Hey there, time traveller! This article was published 13/3/2012 (2174 days ago), so information in it may no longer be current.
THE University of Manitoba will have to go back to the drawing board to find someone to lead its Technology Transfer Office.
Gary Breit, executive director of the TTO since 2005, is leaving the job to take a similar position with the University of Louisiana in Lafayette.
Breit's tenure at the U of M solidified the university's standing as one of the leading Canadian universities in the field of technology transfer.
The office played an active role in the province's efforts to ramp up technology commercialization.
According to the Association of University Technology Managers in 2010, the U of M ranks eighth in Canada in licensing revenue received annually, sixth in the number of patents filed and eighth in the number of invention disclosures.
Breit, who ran technology transfer at a medical school in Texas before relocating to Winnipeg, said the time was right for a move.
"I think people can look back and say tech transfer really is working," he said. "I really believe the community is more collegial than it was."
He said during his tenure, the number of invention disclosures or new ideas the TTO received doubled to 65 a year from 30 and the number of transactions has quadrupled to 15 to 19 a year from about four to five.
The U of M averages about $2.2 million a year in royalty revenues from the licensing of intellectual property developed at the university.
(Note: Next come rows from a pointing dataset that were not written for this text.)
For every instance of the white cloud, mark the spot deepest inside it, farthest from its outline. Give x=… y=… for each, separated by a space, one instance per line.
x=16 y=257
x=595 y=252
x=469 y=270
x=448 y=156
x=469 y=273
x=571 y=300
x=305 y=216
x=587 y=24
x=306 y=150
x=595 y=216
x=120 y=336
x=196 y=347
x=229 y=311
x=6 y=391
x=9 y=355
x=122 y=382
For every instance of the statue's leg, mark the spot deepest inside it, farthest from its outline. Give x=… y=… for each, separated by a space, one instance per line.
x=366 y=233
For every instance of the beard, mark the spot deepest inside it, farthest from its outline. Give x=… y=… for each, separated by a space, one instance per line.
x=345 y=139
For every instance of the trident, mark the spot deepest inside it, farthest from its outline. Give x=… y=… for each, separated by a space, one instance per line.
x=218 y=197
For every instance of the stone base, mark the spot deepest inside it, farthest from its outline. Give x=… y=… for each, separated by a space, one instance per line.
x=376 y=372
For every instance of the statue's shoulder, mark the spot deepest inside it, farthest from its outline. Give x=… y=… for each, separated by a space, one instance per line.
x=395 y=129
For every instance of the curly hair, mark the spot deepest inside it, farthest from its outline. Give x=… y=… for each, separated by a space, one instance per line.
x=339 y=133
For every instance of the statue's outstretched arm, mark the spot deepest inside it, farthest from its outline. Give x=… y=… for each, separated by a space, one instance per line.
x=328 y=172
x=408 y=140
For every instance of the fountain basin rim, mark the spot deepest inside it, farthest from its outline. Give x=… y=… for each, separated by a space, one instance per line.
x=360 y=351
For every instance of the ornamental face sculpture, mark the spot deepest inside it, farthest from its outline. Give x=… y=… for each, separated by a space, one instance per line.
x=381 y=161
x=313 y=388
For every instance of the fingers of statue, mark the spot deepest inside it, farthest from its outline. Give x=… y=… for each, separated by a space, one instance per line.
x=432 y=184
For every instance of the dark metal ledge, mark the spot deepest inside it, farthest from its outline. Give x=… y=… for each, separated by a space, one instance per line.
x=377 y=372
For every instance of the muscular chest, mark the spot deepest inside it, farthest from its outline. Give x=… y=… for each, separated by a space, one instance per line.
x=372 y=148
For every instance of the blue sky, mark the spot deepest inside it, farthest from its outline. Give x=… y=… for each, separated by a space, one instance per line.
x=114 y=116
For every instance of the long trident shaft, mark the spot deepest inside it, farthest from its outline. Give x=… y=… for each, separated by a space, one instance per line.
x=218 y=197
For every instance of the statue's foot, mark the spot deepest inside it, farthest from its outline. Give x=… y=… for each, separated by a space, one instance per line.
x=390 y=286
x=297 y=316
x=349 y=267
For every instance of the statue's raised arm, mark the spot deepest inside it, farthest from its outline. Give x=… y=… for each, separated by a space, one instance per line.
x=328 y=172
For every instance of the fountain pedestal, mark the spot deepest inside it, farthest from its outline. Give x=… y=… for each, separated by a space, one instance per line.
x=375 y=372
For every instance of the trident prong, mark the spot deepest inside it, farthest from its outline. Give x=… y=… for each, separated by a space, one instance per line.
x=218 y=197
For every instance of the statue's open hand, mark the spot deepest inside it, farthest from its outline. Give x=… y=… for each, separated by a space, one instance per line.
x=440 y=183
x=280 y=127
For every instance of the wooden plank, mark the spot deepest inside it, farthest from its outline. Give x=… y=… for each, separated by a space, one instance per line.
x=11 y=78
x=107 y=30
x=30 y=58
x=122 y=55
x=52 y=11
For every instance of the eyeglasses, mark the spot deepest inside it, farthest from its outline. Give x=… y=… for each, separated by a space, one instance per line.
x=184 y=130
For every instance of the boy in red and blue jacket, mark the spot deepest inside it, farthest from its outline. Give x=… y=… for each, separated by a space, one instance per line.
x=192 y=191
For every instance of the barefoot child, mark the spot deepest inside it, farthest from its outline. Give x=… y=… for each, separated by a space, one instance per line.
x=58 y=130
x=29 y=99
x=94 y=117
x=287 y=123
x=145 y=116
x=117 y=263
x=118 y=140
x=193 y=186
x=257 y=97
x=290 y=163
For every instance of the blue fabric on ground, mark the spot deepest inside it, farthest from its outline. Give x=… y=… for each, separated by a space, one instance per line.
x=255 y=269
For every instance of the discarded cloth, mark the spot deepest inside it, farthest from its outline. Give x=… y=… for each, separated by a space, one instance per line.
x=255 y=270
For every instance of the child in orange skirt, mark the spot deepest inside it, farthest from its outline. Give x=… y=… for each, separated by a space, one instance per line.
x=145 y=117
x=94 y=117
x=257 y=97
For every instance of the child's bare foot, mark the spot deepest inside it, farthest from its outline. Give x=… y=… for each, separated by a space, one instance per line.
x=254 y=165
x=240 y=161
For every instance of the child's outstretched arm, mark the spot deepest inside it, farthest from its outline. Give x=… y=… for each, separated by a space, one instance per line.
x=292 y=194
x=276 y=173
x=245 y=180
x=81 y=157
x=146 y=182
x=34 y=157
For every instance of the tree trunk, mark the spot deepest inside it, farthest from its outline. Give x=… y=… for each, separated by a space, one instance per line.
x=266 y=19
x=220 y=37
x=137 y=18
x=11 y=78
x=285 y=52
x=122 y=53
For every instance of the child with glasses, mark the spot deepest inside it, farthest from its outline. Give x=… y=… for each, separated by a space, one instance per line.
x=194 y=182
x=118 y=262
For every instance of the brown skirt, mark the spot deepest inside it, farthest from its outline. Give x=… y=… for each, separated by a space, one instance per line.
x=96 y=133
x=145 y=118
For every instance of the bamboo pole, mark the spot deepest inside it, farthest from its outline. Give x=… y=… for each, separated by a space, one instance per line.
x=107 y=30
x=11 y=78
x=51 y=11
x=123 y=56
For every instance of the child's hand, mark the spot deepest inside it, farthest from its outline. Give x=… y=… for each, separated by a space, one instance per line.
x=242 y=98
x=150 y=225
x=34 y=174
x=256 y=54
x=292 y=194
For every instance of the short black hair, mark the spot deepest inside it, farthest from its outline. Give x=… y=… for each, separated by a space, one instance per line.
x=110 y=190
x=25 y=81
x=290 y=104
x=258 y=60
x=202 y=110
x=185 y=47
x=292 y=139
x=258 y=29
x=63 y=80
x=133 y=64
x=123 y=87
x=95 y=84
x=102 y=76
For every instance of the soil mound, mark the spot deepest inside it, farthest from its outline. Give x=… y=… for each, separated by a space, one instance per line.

There are some who criticized the operation of the TTO under Breit's direction because they said it concentrated on the licensing of technology to third-party entities rather than assisting in the development of domestic enterprises in Winnipeg to commercialize the technology here.
But it has developed a systematic method of securing patents and, in the process, generated a reliable stream of revenue from challenging scientific discoveries.
During his time in Winnipeg, Breit has helped U of M scientists license discoveries to commercial entities such as Estée Lauder and BASF, among others.
"We have maintained our revenue over the last several years and increased it slightly, continually bringing in new dollars," said Breit. "We have been consistent in revenue and in the number of invention disclosures, which is the life blood of tech transfer. What we have done is really stabilized the program."